Pumpkin Cheesecake Cake (Print Version)

# Ingredients:

01 - 3 blocks (24 oz) of cream cheese, at room temperature.
02 - 1 cup white sugar.
03 - A tablespoon of vanilla.
04 - 3 eggs.
05 - Half a cup of sour cream.
06 - One box (15.25 oz) of Vanilla Cake Mix.
07 - Half a cup of water.
08 - 1/3 cup of cooking oil.
09 - 4 whole eggs.
10 - Pure pumpkin, 1 cup.
11 - A teaspoon of ground cinnamon.
12 - Half a teaspoon of nutmeg.
13 - 1/4 teaspoon ground cloves.
14 - 1/4 teaspoon ground ginger.
15 - Softened cream cheese, 12 oz.
16 - 3/4 cup, salted butter, also softened.
17 - 2 teaspoons of vanilla extract.
18 - Powdered sugar (1.5 pounds or around 5 1/4 cups).

# Instructions:

01 - Blend the cream cheese in a big bowl until fluffy. Mix in some sugar little by little. Once the sides and bottom are scraped, add in the vanilla and eggs one at a time. Scrape again and stir until totally smooth. Finally, gently fold in the sour cream.
02 - Pour batter into a prepped 8-inch pan. Position the pan inside a larger one and fill the outside pan with hot tap water, going halfway up the cake pan. Pop it in the oven at 40-50 minutes until the top is slightly golden and set but still a bit jiggly. Take it out of the oven.
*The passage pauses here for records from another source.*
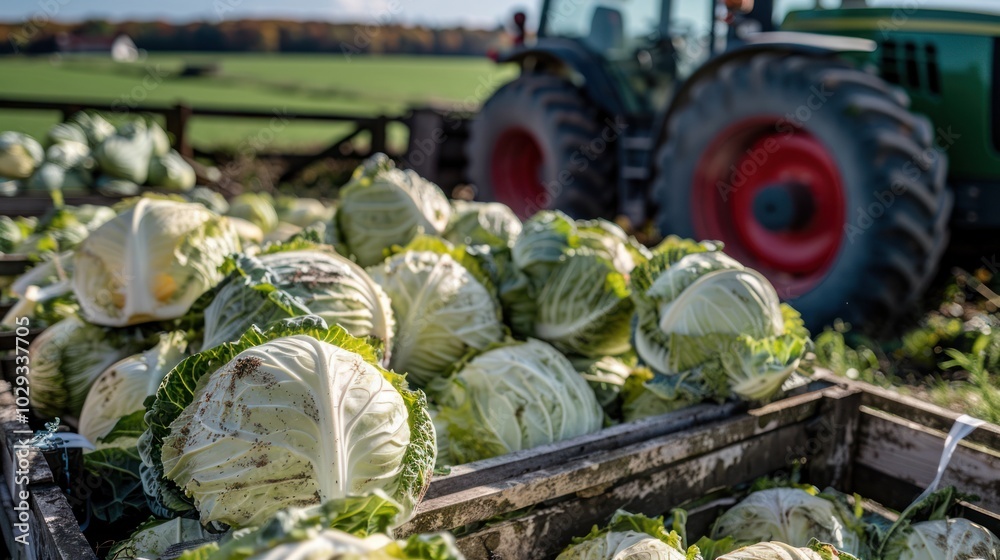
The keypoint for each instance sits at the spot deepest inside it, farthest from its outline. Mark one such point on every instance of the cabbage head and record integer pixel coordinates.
(158, 137)
(290, 530)
(942, 539)
(68, 357)
(629, 537)
(53, 177)
(208, 198)
(121, 389)
(606, 376)
(106, 185)
(711, 328)
(256, 209)
(94, 126)
(297, 279)
(444, 307)
(516, 397)
(12, 232)
(576, 276)
(171, 172)
(9, 187)
(793, 516)
(20, 154)
(302, 212)
(290, 416)
(69, 155)
(382, 207)
(781, 551)
(44, 293)
(152, 539)
(482, 223)
(66, 132)
(151, 262)
(126, 154)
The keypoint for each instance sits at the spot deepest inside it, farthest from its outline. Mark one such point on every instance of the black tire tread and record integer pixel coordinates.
(907, 242)
(570, 121)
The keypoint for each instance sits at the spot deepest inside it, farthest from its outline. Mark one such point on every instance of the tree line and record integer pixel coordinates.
(37, 36)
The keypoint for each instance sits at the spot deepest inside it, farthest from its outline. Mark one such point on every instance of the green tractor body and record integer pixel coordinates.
(825, 148)
(949, 64)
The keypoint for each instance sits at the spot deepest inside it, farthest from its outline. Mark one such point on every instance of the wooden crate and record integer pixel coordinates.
(854, 437)
(52, 529)
(61, 527)
(14, 265)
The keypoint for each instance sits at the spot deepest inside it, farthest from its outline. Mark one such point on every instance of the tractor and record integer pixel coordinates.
(834, 148)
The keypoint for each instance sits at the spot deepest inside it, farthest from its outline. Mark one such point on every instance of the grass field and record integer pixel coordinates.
(358, 85)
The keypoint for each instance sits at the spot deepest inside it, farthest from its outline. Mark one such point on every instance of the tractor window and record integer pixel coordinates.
(614, 28)
(782, 7)
(691, 34)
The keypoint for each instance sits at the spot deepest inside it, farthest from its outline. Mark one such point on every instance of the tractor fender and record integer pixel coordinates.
(572, 61)
(782, 42)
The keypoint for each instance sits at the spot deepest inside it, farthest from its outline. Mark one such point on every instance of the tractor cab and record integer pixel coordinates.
(646, 47)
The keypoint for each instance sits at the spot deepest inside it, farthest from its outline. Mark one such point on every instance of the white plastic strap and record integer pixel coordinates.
(964, 426)
(63, 440)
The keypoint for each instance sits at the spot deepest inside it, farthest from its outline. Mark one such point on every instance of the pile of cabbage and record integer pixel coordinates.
(88, 153)
(235, 363)
(794, 523)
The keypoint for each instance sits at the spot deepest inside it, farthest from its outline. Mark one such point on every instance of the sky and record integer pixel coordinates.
(478, 13)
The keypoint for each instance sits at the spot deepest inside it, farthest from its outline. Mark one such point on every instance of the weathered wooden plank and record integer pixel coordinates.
(518, 463)
(831, 442)
(17, 550)
(542, 534)
(911, 452)
(895, 494)
(913, 409)
(55, 525)
(514, 464)
(14, 265)
(53, 532)
(13, 436)
(484, 502)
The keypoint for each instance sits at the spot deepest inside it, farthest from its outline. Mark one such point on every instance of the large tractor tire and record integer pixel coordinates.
(538, 143)
(815, 174)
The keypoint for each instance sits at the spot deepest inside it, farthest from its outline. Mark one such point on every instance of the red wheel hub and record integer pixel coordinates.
(515, 171)
(775, 197)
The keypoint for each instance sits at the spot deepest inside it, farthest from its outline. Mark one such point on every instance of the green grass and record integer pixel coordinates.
(950, 357)
(318, 83)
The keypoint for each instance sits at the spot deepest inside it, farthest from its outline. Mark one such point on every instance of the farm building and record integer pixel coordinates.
(121, 47)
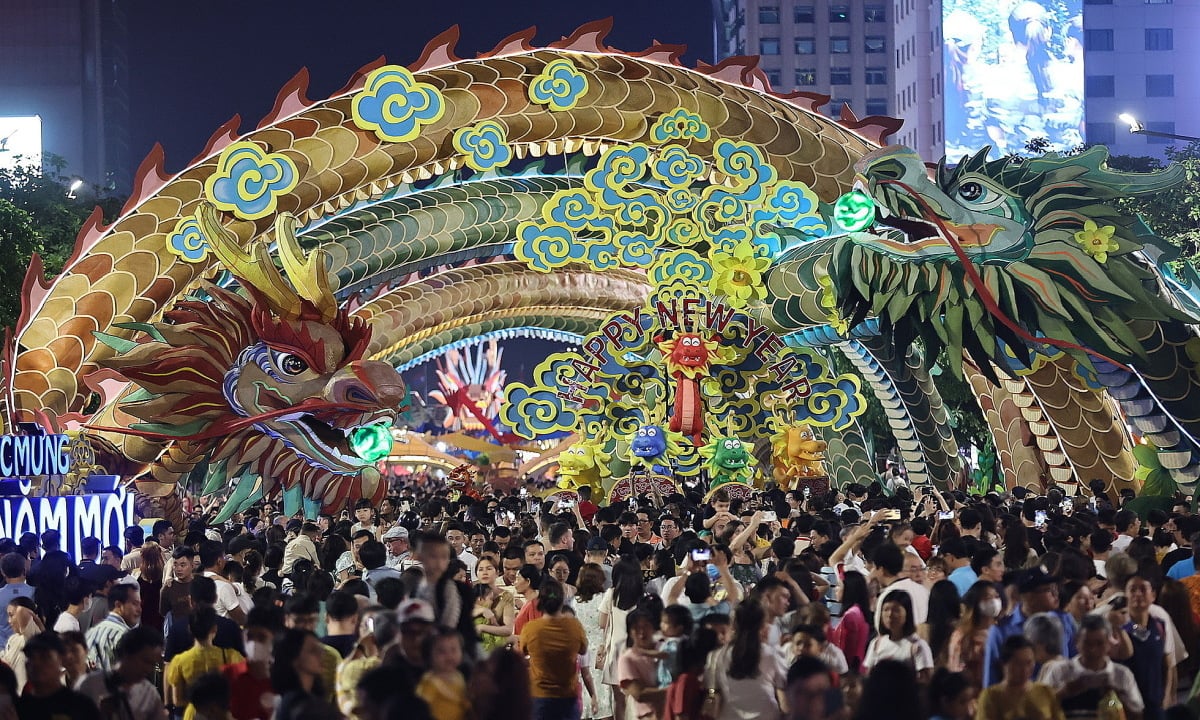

Cool completely, dry the pan, and refrigerate for at least 3 hours or overnight.
03 - Combine the cake mix, oil, water, eggs, pumpkin, and your spices until smooth. Split the batter into two 8-inch pans and bake for 20-30 minutes at 350°F. Check they’re ready with a toothpick (it should come out clean!).
04 - Cream together the butter, cream cheese, and vanilla until the texture’s super smooth. Add in powdered sugar bit by bit to reach your desired texture.
05 - Start with one pumpkin cake on the bottom. Then stack the cheesecake layer on it, followed by the second pumpkin layer. Spread the frosting all over the top and sides of the whole thing.

# Notes:

01 - You can prepare the cheesecake part a day early.
02 - Always keep this in the fridge.
03 - Slice it up and freeze portions individually if needed.